Space expert Stuart Eves, who worked on the Earth observation satellite “TopSat,” said he admired the ambition of the project but highlighted some limitations. He pointed out that ISS has “an orbit repeat cycle of three days, and doesn’t get back to the same lighting conditions for more than 60 days.
“The video element is really for entertainment value – it’s nice to watch,” he said. But he added that delays in getting the imagery back means that you can’t use it for practical real-time applications like vehicles moving along a motorway, and underlined that the space station is only over a specific target for less than 10 minutes as it moves overhead.
The issue of privacy may worry some – knowing that they can be filmed from space – but Larson argues that many of us are already closely monitored by CCTV and can be tracked by the signals from our cell phones.
“It’s less invasive than that,” he said, adding that there will be some restrictions on the imagery that can be released to the public.
According to Ian Tosh, the Russians won’t allow data of their territories to be released.
Producing a camera that can survive the rigors of space is technically challenging.

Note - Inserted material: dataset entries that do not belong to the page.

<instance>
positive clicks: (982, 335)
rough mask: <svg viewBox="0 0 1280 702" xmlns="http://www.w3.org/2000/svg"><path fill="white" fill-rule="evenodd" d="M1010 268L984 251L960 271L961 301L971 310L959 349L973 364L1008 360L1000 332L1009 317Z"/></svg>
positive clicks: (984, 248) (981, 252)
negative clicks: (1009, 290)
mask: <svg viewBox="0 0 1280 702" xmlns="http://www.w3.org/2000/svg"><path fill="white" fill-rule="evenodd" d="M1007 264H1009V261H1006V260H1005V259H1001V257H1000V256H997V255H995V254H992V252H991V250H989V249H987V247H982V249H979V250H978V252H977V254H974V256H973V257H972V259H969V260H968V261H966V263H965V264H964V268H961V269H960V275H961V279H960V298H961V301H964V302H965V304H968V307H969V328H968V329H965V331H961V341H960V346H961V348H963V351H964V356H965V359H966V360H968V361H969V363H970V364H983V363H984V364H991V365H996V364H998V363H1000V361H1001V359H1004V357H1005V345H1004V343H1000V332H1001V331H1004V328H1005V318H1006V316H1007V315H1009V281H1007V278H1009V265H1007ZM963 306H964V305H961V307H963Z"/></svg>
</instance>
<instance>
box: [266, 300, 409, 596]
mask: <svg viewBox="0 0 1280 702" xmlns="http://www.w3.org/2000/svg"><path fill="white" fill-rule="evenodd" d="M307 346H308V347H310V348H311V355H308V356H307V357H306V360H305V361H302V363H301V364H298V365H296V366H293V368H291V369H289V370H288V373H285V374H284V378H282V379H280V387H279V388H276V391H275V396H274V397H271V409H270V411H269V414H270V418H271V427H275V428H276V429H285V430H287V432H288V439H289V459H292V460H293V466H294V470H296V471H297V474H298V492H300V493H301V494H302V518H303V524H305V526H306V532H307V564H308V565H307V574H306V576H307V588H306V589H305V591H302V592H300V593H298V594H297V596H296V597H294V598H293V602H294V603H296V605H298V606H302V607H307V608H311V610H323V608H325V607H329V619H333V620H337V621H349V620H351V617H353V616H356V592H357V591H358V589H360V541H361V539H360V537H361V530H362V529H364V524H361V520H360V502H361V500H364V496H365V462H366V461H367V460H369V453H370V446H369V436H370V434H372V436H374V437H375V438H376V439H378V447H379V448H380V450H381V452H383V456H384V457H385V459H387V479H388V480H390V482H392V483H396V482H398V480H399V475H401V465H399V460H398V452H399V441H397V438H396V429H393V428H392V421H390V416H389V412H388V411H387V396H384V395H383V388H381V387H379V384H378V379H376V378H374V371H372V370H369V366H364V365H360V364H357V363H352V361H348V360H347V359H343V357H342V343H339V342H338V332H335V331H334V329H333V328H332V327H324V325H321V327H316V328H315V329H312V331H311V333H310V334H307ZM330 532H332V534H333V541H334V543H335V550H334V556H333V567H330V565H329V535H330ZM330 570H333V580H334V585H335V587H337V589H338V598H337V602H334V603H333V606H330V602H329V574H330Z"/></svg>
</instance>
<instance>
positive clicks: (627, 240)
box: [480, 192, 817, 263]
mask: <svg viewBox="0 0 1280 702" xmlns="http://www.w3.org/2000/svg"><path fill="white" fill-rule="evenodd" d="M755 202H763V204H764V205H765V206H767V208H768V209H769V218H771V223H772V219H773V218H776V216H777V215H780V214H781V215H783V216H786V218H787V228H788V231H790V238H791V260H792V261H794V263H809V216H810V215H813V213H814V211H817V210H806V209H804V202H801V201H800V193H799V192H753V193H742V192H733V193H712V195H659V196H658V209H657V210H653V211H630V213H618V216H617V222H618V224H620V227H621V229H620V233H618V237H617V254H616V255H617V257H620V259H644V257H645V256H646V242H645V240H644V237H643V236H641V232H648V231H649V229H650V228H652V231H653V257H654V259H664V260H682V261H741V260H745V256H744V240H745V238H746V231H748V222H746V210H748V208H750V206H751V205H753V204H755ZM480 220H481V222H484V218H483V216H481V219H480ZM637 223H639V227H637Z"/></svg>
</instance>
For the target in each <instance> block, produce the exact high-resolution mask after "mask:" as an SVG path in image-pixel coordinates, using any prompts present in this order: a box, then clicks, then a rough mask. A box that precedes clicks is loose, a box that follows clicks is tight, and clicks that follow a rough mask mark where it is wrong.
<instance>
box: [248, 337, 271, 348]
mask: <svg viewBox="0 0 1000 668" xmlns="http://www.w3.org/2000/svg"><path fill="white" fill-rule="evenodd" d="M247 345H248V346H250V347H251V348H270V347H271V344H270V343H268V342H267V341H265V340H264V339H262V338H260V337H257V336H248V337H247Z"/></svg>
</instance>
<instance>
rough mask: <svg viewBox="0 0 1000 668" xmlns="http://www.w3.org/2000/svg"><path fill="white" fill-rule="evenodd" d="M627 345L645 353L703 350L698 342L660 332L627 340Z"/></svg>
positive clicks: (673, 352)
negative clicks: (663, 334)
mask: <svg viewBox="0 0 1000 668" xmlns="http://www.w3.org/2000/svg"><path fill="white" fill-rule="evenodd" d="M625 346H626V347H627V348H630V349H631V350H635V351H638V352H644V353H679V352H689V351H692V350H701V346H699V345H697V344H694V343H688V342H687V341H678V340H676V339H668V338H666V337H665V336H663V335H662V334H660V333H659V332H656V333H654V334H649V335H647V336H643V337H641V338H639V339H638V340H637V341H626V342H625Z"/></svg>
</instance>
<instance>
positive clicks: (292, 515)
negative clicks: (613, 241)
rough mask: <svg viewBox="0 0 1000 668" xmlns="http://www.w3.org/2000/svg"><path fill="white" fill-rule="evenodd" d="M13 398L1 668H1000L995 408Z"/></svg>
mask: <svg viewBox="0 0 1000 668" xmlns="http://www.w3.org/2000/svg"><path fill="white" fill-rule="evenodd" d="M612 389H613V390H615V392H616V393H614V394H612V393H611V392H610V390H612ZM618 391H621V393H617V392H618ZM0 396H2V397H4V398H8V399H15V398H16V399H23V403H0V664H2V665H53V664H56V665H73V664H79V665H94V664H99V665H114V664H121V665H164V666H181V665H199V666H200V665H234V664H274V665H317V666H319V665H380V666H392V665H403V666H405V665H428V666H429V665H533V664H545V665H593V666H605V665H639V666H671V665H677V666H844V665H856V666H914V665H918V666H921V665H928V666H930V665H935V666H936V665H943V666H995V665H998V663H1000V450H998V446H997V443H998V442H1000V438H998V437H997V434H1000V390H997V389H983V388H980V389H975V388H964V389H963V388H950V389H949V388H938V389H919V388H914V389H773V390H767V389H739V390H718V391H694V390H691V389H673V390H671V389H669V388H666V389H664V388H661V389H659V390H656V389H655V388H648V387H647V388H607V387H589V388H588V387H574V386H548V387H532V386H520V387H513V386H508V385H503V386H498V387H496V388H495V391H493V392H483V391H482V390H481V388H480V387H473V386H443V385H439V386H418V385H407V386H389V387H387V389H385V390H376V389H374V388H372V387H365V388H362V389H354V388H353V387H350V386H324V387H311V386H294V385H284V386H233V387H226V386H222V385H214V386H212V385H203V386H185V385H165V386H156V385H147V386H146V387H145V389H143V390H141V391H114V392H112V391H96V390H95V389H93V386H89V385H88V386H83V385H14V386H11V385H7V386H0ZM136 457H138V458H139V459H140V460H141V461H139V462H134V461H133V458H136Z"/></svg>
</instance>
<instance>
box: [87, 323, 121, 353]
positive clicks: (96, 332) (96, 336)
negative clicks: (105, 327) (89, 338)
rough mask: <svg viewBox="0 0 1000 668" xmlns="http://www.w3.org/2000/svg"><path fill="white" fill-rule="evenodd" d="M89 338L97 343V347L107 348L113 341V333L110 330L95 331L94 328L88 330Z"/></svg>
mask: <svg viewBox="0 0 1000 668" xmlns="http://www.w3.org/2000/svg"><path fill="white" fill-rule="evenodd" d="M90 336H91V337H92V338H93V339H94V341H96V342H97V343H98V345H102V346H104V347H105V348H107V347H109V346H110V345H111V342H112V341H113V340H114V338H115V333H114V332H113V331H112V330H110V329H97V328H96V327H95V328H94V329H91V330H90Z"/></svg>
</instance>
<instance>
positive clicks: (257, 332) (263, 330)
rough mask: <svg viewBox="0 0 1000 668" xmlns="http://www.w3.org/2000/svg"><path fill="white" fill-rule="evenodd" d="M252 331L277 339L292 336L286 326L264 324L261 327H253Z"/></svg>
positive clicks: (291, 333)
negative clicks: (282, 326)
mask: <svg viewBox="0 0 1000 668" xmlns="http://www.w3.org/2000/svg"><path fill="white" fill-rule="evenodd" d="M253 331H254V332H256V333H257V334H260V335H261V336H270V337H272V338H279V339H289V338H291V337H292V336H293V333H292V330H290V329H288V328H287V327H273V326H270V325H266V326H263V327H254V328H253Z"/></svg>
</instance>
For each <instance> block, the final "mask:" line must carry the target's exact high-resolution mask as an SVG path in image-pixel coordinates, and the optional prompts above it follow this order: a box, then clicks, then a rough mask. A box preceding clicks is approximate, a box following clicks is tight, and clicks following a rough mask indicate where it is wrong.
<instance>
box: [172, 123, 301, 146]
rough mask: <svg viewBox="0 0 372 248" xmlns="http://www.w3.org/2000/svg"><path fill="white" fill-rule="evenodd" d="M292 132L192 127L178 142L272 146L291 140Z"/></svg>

The lenses have to be made with fine precision, able to survive the degradation caused by radiation in space, the vibration at launch and keep their shape despite the extreme ranges of temperature in orbit.
“Polishing [lenses] hasn’t changed much since Galileo – it’s still a grinding process,” said Tosh.
“The optical surface has to be good to 60 billionths of a meter deviation from the ideal surface. We’ve got to have a thermal system that can keep the temperature uniform in the telescope and within certain bounds so that we can stay in focus.”
If the mission can overcome the technical hurdles and survive the hazards of launch, UrtheCast says its cameras will capture an area of the globe so large that it contains the majority of the world’s population.